Direct Email Marketing from In-House or Vendor Lists
Use of email marketing lists can be a great way to reach potential consumers in new international markets. There are currently no specific restrictions on the use of such lists, provided that there is a mechanism allowing the recipient to opt out of receiving further emails. Many jurisdictions, including the EU, require that direct mail list participants must have consented to the transfer of their personal information to other commercial businesses. Choosing a reputable direct mail list vendor is of primary importance. Ultimately you will be responsible for the use of the personal information taken from the list.

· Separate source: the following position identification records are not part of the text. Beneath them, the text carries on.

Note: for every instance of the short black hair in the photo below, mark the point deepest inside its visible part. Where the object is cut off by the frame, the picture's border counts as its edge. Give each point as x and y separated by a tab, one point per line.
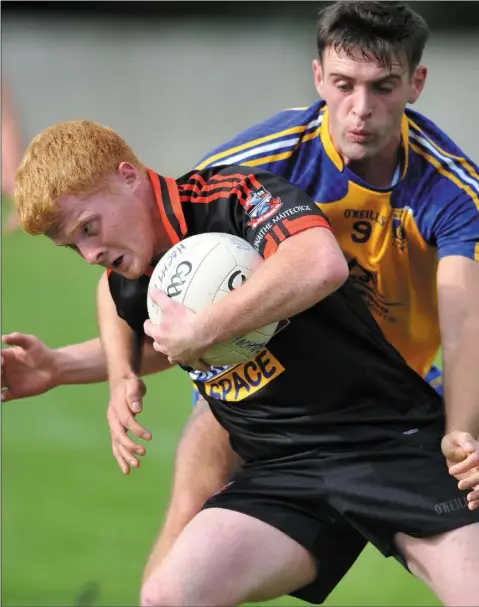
381	31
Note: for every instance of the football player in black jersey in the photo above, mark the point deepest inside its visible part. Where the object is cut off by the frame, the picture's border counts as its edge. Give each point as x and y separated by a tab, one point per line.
329	458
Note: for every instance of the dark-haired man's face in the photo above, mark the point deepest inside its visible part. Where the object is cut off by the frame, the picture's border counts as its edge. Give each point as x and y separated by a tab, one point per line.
365	102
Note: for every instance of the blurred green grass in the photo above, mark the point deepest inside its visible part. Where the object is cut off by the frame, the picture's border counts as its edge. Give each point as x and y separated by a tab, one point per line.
70	520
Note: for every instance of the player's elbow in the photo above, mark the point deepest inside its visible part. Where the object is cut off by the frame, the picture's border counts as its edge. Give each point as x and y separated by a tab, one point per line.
329	272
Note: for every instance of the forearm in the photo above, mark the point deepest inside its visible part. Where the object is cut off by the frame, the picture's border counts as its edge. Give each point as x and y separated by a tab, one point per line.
461	383
204	463
85	363
290	281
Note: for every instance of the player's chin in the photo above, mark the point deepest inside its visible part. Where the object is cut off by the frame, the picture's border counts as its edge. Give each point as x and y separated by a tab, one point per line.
360	151
133	269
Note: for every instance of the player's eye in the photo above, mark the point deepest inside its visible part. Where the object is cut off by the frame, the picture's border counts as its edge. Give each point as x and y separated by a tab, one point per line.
384	89
88	228
343	86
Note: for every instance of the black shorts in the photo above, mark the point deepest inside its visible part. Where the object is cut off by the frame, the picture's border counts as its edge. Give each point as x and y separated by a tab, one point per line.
334	504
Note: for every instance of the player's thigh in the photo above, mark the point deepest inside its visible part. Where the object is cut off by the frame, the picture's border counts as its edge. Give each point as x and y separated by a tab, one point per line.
225	557
448	563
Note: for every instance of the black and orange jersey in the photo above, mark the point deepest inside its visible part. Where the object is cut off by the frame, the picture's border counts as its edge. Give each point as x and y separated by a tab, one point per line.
327	371
391	237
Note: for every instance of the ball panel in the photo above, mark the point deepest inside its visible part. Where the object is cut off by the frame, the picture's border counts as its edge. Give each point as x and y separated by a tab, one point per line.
201	270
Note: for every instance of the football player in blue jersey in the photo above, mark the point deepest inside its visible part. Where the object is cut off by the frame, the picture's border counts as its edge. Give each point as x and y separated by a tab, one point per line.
403	202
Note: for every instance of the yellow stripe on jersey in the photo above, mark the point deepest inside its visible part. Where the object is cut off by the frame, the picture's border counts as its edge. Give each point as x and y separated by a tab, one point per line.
283	155
462	160
268	159
436	163
251	144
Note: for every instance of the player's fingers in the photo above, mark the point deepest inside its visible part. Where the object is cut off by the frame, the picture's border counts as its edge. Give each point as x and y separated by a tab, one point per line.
121	438
138	430
468	464
121	462
128	457
199	365
120	417
470	482
6	395
473	499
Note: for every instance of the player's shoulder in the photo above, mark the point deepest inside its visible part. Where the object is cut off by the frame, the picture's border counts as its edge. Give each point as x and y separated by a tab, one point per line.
431	138
225	174
267	140
444	173
448	165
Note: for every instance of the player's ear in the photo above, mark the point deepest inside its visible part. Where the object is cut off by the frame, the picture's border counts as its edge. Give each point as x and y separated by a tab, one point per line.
129	173
418	82
318	76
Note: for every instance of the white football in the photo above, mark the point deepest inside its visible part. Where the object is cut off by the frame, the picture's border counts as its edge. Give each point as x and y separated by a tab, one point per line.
198	272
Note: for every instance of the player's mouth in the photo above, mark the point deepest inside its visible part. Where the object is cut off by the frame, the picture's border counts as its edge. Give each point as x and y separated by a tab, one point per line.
117	263
360	135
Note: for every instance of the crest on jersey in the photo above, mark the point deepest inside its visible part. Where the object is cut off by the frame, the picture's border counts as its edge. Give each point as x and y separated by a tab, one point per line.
260	205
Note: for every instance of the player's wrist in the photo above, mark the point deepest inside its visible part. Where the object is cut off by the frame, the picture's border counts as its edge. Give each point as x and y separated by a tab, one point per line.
63	368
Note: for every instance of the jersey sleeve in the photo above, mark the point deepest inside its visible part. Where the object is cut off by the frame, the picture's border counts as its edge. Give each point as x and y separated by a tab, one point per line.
266	209
455	230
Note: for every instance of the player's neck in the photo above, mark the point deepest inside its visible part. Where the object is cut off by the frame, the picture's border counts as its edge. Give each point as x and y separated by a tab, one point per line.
378	171
161	238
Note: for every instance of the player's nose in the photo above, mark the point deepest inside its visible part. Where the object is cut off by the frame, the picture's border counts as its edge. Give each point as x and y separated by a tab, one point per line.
362	105
93	255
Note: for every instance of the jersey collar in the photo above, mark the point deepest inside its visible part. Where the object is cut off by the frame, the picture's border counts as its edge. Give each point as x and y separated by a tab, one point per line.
167	198
336	158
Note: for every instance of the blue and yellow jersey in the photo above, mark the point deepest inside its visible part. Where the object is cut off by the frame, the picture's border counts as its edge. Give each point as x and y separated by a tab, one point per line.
392	238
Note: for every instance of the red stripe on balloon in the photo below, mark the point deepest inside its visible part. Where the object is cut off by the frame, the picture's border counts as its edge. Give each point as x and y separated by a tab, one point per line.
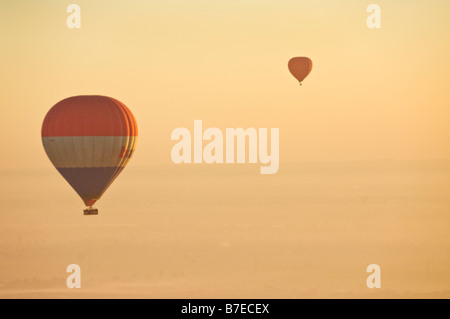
89	115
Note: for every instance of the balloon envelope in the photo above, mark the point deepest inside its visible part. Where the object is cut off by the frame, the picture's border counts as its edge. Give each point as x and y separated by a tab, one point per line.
300	67
89	139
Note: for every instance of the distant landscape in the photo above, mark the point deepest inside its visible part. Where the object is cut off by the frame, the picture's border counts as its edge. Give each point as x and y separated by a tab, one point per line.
222	231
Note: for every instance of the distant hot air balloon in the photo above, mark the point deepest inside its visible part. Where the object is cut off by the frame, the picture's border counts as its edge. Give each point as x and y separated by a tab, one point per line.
89	139
300	67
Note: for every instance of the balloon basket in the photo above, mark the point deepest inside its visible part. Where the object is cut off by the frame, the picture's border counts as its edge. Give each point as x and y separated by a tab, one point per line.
91	211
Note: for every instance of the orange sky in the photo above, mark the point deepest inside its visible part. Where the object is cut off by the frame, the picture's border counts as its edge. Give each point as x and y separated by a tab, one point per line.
372	93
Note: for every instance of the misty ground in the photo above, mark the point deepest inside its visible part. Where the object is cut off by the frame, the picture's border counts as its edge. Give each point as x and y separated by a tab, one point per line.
225	231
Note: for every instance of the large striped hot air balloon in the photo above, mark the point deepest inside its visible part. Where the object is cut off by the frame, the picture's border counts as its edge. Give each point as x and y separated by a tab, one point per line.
89	139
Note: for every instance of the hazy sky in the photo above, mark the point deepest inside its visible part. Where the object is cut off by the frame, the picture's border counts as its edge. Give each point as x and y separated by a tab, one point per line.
372	93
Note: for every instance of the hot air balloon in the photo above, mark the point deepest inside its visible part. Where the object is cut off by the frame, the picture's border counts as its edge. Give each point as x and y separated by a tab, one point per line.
300	67
89	139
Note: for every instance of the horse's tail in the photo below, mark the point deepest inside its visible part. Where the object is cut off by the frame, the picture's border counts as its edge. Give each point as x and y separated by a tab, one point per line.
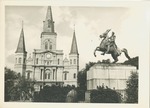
126	53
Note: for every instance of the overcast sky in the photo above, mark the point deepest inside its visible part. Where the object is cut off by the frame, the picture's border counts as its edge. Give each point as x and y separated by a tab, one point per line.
127	23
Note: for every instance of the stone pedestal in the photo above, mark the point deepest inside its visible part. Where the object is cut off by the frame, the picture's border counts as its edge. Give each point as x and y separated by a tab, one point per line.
113	76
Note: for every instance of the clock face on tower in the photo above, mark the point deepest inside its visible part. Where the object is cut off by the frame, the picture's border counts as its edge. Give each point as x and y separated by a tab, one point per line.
48	56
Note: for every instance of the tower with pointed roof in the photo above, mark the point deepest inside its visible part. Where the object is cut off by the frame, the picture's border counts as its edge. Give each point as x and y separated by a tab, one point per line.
73	61
20	55
48	36
46	65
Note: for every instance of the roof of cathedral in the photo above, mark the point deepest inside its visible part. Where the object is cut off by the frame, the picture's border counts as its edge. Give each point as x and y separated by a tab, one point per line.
21	44
74	47
49	23
66	59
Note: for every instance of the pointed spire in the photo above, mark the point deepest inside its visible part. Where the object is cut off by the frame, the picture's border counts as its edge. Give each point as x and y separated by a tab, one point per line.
21	44
74	47
48	23
49	14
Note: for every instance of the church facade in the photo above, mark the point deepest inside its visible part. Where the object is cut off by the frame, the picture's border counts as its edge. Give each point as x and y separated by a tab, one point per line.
47	65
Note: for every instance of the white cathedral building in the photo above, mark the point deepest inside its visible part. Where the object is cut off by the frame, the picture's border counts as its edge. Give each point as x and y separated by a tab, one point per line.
47	65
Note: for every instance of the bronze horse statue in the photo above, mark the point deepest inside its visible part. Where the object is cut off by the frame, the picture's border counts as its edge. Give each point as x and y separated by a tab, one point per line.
113	50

Direct Marketing from Public Sources
Personal information obtained from publicly available sources may also be used in marketing initiatives, including direct marketing campaigns. Anonymized information —information from which a specific individual cannot be identified (for example targeting an ad to all those people who live in greater London) — may also be integrated into your marketing programs provided it cannot be de-anonymized by combining with other unique identifiers that could then be used to identify a specific person. It is important to update direct mail lists regularly, remove consumers who have made an opt-out selection, and update remaining mail list participants with any new information. Otherwise, local data privacy regulatory bodies may assess fines and penalties.

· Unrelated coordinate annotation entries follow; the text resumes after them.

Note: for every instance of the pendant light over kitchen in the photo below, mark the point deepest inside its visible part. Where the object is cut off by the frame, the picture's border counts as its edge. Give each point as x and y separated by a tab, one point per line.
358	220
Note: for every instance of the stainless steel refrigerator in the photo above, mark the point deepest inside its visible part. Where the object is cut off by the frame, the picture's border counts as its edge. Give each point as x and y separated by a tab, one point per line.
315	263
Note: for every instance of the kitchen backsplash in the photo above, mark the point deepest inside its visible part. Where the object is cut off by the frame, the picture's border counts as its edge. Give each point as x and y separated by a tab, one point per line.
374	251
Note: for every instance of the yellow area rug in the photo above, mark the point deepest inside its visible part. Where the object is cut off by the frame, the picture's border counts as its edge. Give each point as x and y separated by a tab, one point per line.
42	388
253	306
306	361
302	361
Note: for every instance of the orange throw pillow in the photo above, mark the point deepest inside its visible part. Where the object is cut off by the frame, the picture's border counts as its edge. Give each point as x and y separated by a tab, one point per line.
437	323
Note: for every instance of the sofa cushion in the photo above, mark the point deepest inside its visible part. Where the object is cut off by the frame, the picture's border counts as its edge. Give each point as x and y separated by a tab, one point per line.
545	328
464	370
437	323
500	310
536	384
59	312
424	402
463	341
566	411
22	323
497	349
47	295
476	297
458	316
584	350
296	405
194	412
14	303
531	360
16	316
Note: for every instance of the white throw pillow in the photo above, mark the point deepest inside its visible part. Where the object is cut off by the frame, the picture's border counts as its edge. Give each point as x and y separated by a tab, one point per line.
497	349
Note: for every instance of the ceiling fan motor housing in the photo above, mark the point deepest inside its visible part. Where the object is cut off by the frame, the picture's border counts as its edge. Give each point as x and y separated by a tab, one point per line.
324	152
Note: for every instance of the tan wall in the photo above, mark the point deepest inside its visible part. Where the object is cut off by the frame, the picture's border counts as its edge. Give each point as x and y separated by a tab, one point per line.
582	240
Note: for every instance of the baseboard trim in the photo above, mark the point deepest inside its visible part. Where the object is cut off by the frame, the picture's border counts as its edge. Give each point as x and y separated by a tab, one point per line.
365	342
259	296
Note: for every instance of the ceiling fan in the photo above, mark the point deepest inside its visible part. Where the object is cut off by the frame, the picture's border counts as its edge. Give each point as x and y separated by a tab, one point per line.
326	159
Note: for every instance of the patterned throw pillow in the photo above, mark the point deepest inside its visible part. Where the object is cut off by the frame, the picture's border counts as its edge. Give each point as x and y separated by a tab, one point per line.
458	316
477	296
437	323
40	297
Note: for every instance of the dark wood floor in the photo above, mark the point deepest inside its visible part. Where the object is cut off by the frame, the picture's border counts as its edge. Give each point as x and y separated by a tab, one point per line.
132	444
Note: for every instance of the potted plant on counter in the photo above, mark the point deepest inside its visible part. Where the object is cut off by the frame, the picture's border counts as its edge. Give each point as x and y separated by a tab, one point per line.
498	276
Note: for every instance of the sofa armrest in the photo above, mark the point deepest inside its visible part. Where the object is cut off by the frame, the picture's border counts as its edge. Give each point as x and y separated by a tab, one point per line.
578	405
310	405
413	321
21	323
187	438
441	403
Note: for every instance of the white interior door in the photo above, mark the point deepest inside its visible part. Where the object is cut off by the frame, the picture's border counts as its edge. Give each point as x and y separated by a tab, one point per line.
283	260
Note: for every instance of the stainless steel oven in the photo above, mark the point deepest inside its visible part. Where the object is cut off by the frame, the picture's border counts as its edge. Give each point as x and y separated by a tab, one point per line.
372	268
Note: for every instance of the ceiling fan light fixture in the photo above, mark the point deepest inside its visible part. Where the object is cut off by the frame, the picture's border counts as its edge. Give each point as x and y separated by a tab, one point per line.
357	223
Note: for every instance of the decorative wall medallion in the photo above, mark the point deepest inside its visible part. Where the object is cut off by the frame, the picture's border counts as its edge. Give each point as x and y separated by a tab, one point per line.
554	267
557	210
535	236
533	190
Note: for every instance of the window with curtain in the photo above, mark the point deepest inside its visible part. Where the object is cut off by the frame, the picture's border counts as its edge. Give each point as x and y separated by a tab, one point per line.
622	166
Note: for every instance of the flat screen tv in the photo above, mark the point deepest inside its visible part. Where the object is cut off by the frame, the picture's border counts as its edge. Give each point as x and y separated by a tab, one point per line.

Any marketing activities that collect protected personal information must include a notice that the information is being collected, the purpose for the collection and, of course, provide a mechanism to opt out of receiving further emails. Include this notice each time direct marketing emails are sent to ensure future compliance, and once again, maintain an updated list, removing those who have made the choice to opt out. When preparing the notice, use clear and easily understandable language to describe the use that will be made of personal information, and avoid broad and overly vague statements. Don’t hide the opt-out choice.

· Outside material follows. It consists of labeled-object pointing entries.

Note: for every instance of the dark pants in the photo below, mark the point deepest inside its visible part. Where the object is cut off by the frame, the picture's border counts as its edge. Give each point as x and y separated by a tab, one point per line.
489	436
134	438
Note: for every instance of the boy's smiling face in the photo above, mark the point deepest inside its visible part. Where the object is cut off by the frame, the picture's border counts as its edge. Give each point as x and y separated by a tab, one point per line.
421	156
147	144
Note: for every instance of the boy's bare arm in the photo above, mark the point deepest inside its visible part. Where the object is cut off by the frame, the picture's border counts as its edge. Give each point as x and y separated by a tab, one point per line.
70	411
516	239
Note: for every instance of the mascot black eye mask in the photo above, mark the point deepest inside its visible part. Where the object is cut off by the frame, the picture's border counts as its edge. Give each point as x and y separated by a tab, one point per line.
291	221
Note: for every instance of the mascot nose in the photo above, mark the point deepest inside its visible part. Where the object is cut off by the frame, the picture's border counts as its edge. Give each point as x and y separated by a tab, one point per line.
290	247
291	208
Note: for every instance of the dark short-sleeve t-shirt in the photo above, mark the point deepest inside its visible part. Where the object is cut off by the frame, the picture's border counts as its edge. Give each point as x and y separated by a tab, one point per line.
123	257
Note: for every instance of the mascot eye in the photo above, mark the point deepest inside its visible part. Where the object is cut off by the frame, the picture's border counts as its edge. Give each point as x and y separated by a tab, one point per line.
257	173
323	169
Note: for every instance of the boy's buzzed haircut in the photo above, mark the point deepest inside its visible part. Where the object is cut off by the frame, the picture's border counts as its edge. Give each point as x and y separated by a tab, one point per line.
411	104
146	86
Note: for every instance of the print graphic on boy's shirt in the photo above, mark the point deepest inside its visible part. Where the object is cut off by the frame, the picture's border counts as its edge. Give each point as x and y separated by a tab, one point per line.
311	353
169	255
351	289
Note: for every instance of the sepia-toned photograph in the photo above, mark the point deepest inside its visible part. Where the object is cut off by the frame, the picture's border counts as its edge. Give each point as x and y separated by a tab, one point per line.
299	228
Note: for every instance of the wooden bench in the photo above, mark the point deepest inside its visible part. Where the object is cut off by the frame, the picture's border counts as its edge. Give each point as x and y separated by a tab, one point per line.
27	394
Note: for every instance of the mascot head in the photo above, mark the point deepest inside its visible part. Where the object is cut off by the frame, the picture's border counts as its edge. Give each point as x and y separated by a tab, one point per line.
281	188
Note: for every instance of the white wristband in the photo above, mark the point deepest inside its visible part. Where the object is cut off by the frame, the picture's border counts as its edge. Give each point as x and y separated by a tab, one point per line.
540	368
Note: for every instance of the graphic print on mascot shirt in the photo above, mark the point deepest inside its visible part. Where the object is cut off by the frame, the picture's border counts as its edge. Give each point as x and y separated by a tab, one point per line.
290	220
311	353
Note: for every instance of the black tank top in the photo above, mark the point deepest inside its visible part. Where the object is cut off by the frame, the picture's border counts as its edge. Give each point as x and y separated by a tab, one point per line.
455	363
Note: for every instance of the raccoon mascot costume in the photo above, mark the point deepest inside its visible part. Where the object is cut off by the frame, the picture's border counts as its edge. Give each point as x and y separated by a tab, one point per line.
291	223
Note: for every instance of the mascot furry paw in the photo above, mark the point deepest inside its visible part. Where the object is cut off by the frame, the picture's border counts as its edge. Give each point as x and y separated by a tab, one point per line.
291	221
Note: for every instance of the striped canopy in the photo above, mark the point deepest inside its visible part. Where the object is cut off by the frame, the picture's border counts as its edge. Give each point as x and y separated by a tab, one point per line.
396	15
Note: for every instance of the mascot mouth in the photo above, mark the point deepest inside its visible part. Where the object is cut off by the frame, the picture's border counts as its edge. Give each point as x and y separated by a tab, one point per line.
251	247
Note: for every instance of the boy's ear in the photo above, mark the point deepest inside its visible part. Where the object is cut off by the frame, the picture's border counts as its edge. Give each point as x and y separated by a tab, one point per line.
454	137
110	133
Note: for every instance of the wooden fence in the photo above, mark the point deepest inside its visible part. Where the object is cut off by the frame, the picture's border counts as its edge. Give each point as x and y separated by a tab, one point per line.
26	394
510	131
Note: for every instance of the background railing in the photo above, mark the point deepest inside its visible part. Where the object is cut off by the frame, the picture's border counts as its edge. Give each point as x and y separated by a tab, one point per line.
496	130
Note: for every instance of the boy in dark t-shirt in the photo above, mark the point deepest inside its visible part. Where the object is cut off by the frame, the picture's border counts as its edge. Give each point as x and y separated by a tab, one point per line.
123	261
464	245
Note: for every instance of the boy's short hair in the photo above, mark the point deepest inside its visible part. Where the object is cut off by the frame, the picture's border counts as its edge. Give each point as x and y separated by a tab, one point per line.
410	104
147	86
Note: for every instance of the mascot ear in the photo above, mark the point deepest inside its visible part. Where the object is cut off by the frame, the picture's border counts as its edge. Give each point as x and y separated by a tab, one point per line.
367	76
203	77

Sending direct marketing to recipients that have made an opt-out choice may cause harm to your brand and reputation. A recent survey indicated that 43% of respondents cite fear of reputational damages to their brand as the major reason for complying with data protection law.
Data Transfer and Privacy Across Borders
Be aware of data protection regulations regarding transfers of personal information across borders. In most cases, transfers of protected personal information are only allowed if a transfer is made to a country with data protection laws that meet minimum requirements set by the country in which the data subject resides and the data subject consents to the collection and the transfer. If you intend to use a cloud provider or other vendor to assist with your marketing efforts, beware that those vendors located in countries with lax data privacy laws will not likely meet the required minimum thresholds.
With a little thought and careful planning, international marketing initiatives can produce successful results regardless of the constraints and compliance measures dictated by data protection laws.